Simnica-patzer kostet aue den zäsur-sieg – zwölfer-loch wird zum grab
Neun Minuten, ein Hinterkopf, ein Schrei. Luan Simnicas Rückpass landet bei Philipp Müller, der Ball kullert ins Netz, und mit ihm sackt die Laune des FC Erzgebirge in ein zwölftes Zwölfer-Loch. 0:1 in Regensburg, achte Niederlage nacheinander – die 3. Liga wird für die Veilchen zur endlosen Geisterfahrt.
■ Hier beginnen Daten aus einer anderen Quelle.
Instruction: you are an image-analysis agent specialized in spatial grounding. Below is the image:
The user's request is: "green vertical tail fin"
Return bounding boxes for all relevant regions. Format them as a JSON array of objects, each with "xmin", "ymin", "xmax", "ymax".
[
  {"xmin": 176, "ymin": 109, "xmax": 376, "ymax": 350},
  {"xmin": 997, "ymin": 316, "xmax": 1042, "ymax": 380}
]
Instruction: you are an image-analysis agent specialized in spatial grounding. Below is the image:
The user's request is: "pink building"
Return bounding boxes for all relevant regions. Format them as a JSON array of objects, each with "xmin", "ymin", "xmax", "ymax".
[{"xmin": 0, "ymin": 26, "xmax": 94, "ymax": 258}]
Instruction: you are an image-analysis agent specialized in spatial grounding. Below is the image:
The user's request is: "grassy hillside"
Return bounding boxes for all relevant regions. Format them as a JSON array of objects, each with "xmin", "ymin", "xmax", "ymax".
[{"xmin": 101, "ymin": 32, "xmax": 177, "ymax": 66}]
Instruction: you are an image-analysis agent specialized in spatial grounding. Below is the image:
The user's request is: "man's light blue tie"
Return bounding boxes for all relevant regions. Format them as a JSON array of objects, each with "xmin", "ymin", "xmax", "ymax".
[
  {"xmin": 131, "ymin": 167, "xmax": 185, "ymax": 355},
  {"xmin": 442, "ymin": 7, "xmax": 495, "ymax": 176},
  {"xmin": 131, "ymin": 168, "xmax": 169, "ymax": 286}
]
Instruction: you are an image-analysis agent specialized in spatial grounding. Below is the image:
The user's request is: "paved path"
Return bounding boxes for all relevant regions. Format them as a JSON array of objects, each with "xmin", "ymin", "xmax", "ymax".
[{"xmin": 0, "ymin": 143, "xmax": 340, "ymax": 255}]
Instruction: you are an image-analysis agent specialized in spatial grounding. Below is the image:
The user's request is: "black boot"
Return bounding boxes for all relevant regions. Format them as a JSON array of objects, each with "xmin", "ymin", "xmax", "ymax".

Shubitidze/kern starten mit dem gleichen albtraum
Das Interims-Duo Kvicha Shubitidze und Enrico Kern wollte „neue Impulse“ setzen, doch das einzige, was sich änderte, war die Reihenfolge der Pein. Statt wie zuletzt in der Schlussphase einzuknicken, kassierte Aue diesmal früh den K.o. – und lief anschließend an, was die Statistik so gnadenlos dokumentiert: 180 Minuten ohne eigenen Treffer, zwölf Punkte Luft bis zur Rettung, 180 Sekunden zwischen Hoffnung und Resignation.
Den Rest der ersten Halbzeit verbrachte der FCE damit, das 1:0 zu verdauen. Erst kurz vor der Pause rührte sich was: Tristan Zobels Kopfball streifte das Tornetz, Moritz Seiffert scheiterte an Felix Gebhardt, Ricky Bornschein traf nur den Außenpfosten. Die Jahn-Defensive stand tief wie ein Bergwerkstunnel – und Aue hatte vergessen, die Helmlampe mitzubringen.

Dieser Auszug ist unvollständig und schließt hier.